Après une formation universitaire littéraire et musicale, Anne La Verte se tourne vers la terre et le modelage. Elle suit de nombreuses orientations concernant différents types d'approches. Elle travaille tout aussi bien la faïence que le grès. Elle précise son travail autour de la recherche d'émaux, notamment en suivant des formations auprès d'Héléna Klug. Son atelier parisien accueille aujourd'hui un large public. Elle y poursuit son travail de formes et continue ses investigations sur les couvertes et la couleur. Une exposition de sculptures autour du corps humain, ses positions et l'empreinte isolée, positive ou négative, têtes emballées, débute en 2004 une série de travaux sur les relations entre la forme organique et les empreintes qu'elles peuvent laisser ou générer. Grand déploiement de modules de plâtre, arabesques blanches en volutes tronquées, deviennent ainsi des éléments de focalisation de son attention. Il s'agit là de fragments de formes monochromes blancs qui évoluent délicatement au sol. Ce sont des sortes d'hélices de bateaux déposées doucement sur les fonds marins. Anne La Verte n'insiste pas sur un environnement et une pollution néfastes en accentuant un aspect violent et négatif de la couleur et de la forme.
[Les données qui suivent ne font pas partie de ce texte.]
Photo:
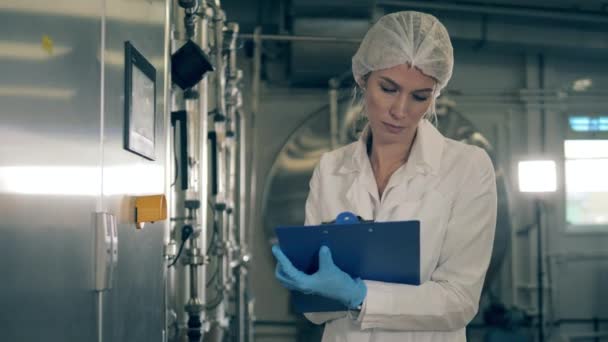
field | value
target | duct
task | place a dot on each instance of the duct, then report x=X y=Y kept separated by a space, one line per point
x=287 y=183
Au contraire, elle nous fait réfléchir sur un monde et un lieu qui veulent rester poétiques. Certains de ses travaux reprennent en série une opération de démultiplication de ses structures organiques, toujours comme en empreintes. Il faut insister alors sur une impossibilité d'une répétition à l'identique. Nous sommes à l'opposé de l'industrialisation. Chaque module est un élément à part entière. Il se veut être une cellule, sorte de trace archéologique d'une chose vécue et vivante. Ces suites de dômes hérissés de quelques parcelles de micro organismes, comme une architecture de coraux, comme des coques de fossiles blancs, nous confrontent à un monde qui semble fixé définitivement en mémoire par une couche de dépôt de plâtre. C'est l'ultime vision de ce qui fut. C'est ce qui nous reste de plus précieux avant une prochaine disparition. La structure osseuse, proche de la coque vide de l'oursin témoignant de sa constitution, les empreintes végétales, les séries de stries tourbillonnantes sont autant de directions qui permettent à cette plasticienne de restituer au delà du réalisme, à la frontière du perceptible, une poétique du vivant et de la nature et de l'humain.